В Китае уровень безработицы достиг двадцати процентов. Тогда к власти в США пришёл Джон Нельсон, редкостный самодур и ненавистник Азии. Он объявил нам и Китаю торговую войну, и все китайские заводы под американскими брендами стали переноситься в Латинскую Америку, Сибирь и Африку. Американская экономика тоже нехило пострадала от разрыва отношений с самой богатой и населённой страной света, но Нельсон убеждал своё население, что, останься всё как прежде, мощь Китая поглотила бы их. Показывали сюжет о том, как многодетная мать с Тибета вынуждена была варить суп из костей собак - и ни один, ни два, а три раза используя одни и те же ребра.
Сюжет третий.
Как раз о перенесенных в Бразилию американских заводах. Квадрокоптер летел над Амазонкой, и в прямом эфире было видно покрасневшие и посиневшие воды самой полноводной реки мира.
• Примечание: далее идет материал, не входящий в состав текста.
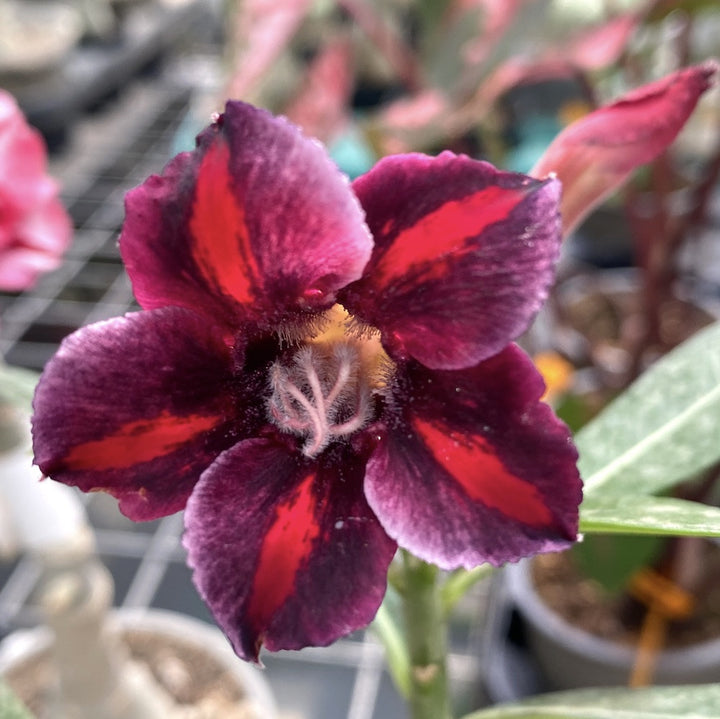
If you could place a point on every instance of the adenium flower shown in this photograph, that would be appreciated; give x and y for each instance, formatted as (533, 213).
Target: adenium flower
(320, 372)
(34, 227)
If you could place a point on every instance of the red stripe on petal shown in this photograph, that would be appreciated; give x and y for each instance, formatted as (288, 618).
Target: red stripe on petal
(483, 476)
(222, 243)
(138, 442)
(286, 546)
(446, 229)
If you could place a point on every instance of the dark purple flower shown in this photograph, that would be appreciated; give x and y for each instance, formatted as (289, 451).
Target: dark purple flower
(315, 388)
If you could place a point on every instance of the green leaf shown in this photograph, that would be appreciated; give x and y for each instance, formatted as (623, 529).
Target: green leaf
(17, 386)
(686, 702)
(10, 706)
(632, 514)
(662, 430)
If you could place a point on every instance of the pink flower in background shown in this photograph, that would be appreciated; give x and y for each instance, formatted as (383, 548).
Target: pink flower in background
(34, 226)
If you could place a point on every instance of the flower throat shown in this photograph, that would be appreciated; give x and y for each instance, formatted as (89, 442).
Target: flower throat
(324, 391)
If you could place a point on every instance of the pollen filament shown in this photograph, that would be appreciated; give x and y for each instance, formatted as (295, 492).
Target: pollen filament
(323, 394)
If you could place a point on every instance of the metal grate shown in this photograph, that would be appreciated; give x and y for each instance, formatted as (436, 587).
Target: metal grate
(113, 151)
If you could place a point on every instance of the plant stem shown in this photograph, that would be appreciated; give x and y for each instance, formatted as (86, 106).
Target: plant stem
(426, 632)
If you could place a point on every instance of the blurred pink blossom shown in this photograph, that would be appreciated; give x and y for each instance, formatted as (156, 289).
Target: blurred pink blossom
(34, 227)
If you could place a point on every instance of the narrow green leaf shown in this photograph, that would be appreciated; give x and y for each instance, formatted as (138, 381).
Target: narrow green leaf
(460, 582)
(685, 702)
(391, 636)
(631, 514)
(663, 429)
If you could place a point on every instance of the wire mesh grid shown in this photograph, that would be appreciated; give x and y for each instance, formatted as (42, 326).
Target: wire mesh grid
(111, 152)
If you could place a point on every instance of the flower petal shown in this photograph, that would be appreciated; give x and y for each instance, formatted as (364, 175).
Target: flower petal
(595, 155)
(256, 223)
(464, 255)
(478, 470)
(138, 406)
(286, 552)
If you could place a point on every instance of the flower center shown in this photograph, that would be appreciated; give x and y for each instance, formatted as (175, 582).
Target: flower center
(325, 391)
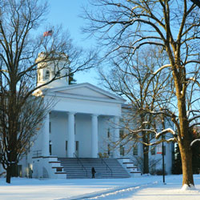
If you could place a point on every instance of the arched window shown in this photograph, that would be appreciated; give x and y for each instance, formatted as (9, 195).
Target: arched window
(39, 76)
(47, 75)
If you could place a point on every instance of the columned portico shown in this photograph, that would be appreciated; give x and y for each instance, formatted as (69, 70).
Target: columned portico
(94, 140)
(45, 128)
(116, 153)
(71, 141)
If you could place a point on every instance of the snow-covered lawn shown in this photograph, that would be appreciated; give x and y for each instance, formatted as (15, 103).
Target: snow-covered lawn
(143, 188)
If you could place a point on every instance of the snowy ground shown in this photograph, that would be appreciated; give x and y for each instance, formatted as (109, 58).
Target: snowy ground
(143, 188)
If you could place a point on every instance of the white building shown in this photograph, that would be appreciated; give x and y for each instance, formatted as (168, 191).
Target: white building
(82, 123)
Бывшие до прихода текстильной промышленности насыщенно зелёными пальмы напоминали торчащие из земли обугленные спички. Когда диктор говорил о том, что заболеваемость раком в том регионе поднялась в семнадцать раз, я выключила телевизор.
Мне было страшно. Было страшно жить в этом безумном мире, где, видимо, не случалось ничего хорошего.
Мать исступленно сидела рядом, в халате с цветочками. Я спросила у неё:
- Мам, почему всё так ужасно?..
- У нас всё хорошо, не придумывай.
Телевизор был единственным источником света в комнате, а так как я его выключила, я не могла разглядеть мамино лицо.
- Все эти войны... Террористы... Неужели тебе не страшно, мама?
Она безмолвно поднялась и направилась в сторону прокуренного балкона. Я хотела окликнуть её, но это показалось мне лишним.
Вот и сейчас она поднялась после трансляции американского парада в честь ветеранов Великой Войны и пошла за пачкой сигарет в спальне.
- Забавно, да? - еле слышно спросила она оттуда. Пришла обратно в гостинную и встала за мной. Я повернулась назад и увидела, как она с улыбкой смотрит то на экран, то на меня. Как-то гордо усмехнулась и пошла курить.
Я не поняла, что мать хотела этим сказать. В раздумьях я машинально почистила зубы и легла спать на диван.